There are a few important awards for architectural design around the world – from the Pritzker Prize to the RIBA Stirling Prize and the Venice Biennale Golden Lion – but there is only one prestigious honour addressed directly to architecture in the Islamic society.
The Aga Khan Award for Architecture was first established in 1977 by Aga Khan IV and has since been running in biannual cycles, rewarding the best design and architecture in the Islamic world; be it renovations or new-builds, and spanning all different scales and building types.
The open-submissions Awards’ eleventh cycle has just concluded with a lavish awards ceremony in the monumental Museum of Islamic Art in Doha, naming the five 2010 awards recipients chosen from a total of over 400 submissions and a shortlist of 19 projects.
The winners include the Wadi Hanifa Wetlands in Riyadh, Saudi Arabia, by Moriyama & Teshima Planners and Buro Happold; the revitalization of the Hypercentre of Tunis, Tunisia, by the Association de Sauvegarde de la Medina de Tunis; the Madinat Al-Zahra Museum in Cordoba, Spain, by Nieto Sobejano Architects; the Ipekyol Textile Factory in Edirne, Turkey, by Emre Arolat Architects; and the Bridge School in Xiashi, Fujian, China by Atelier Li Xiaodong.
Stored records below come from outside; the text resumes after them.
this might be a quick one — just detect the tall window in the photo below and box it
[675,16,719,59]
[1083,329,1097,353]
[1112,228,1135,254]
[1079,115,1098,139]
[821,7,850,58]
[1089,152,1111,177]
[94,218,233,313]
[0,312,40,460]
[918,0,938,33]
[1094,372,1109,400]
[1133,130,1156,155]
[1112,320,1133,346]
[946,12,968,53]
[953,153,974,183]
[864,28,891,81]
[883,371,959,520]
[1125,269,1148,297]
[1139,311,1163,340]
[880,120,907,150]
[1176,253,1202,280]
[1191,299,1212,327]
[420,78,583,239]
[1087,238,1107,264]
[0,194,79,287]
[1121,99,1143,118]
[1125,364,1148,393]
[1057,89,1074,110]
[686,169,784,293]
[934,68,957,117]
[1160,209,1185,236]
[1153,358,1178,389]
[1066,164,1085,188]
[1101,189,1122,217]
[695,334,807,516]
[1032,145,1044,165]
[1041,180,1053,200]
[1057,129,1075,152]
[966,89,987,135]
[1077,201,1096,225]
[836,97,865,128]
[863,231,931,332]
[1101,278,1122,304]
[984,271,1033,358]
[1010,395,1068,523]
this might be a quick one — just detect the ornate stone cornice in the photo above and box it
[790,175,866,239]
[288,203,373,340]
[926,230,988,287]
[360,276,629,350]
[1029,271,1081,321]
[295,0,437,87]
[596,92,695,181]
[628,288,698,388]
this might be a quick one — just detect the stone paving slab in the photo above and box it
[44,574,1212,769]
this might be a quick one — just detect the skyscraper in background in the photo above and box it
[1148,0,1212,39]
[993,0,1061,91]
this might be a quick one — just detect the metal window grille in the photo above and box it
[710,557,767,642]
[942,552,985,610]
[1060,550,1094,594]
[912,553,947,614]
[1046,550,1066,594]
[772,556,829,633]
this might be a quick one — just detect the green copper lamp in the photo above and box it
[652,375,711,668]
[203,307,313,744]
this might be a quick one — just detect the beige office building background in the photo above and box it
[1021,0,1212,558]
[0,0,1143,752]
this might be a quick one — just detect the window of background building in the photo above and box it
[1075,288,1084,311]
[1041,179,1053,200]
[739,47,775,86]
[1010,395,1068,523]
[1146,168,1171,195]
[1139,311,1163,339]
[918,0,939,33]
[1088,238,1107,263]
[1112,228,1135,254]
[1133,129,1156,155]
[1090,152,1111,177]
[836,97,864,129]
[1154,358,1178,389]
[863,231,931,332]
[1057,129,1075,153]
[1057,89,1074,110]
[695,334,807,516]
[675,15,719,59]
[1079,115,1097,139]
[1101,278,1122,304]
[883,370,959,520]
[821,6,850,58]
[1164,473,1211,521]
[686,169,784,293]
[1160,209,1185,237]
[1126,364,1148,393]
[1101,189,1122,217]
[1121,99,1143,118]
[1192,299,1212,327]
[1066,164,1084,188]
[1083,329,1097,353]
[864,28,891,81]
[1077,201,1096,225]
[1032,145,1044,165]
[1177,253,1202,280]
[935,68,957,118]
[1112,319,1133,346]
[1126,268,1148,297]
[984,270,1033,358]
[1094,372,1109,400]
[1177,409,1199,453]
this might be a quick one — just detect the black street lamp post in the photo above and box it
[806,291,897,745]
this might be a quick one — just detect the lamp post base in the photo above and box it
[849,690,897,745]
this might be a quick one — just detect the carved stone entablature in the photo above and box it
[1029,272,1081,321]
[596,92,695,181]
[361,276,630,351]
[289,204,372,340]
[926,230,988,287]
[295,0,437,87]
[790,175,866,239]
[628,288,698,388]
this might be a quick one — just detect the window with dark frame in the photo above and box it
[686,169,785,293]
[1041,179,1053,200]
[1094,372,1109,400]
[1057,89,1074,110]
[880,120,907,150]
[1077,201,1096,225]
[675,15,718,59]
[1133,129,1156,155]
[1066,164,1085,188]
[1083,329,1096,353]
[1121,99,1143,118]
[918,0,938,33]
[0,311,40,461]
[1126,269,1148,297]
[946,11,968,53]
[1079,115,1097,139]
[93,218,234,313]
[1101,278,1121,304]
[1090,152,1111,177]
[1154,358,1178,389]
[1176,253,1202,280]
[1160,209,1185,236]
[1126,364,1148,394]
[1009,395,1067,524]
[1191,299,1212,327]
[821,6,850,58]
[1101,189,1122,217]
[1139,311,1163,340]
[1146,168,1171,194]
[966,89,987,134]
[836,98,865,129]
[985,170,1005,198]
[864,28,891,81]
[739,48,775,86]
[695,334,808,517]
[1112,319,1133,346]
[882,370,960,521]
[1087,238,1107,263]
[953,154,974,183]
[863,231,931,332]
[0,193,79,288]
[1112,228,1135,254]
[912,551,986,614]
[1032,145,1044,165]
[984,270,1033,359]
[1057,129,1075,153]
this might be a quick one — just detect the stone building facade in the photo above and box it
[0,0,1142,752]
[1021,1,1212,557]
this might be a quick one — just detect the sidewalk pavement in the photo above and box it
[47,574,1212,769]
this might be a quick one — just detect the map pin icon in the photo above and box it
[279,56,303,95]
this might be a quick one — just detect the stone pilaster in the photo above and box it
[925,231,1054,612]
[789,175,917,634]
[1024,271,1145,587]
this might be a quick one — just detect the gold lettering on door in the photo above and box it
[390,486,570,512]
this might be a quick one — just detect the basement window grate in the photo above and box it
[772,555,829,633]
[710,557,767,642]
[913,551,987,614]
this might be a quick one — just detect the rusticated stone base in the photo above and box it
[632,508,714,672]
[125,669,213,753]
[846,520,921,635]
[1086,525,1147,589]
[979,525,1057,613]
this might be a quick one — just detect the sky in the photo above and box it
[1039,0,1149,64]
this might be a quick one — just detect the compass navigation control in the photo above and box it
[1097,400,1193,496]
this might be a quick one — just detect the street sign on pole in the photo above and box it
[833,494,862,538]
Ranging from landscape design to restoration and education buildings, the worthy recipients were selected by a jury including prominent names in the field, such as architect Jean Nouvel, artist Anish Kapoor and design critic Alice Rawsthorn. Meanwhile the Chairman’s Award for lifetime contribution was presented at the same ceremony to historian and archaeologist Professor Oleg Grabar of Princeton University for his work on Islamic art and architecture, fittingly in the presence of the Qatari Royal family.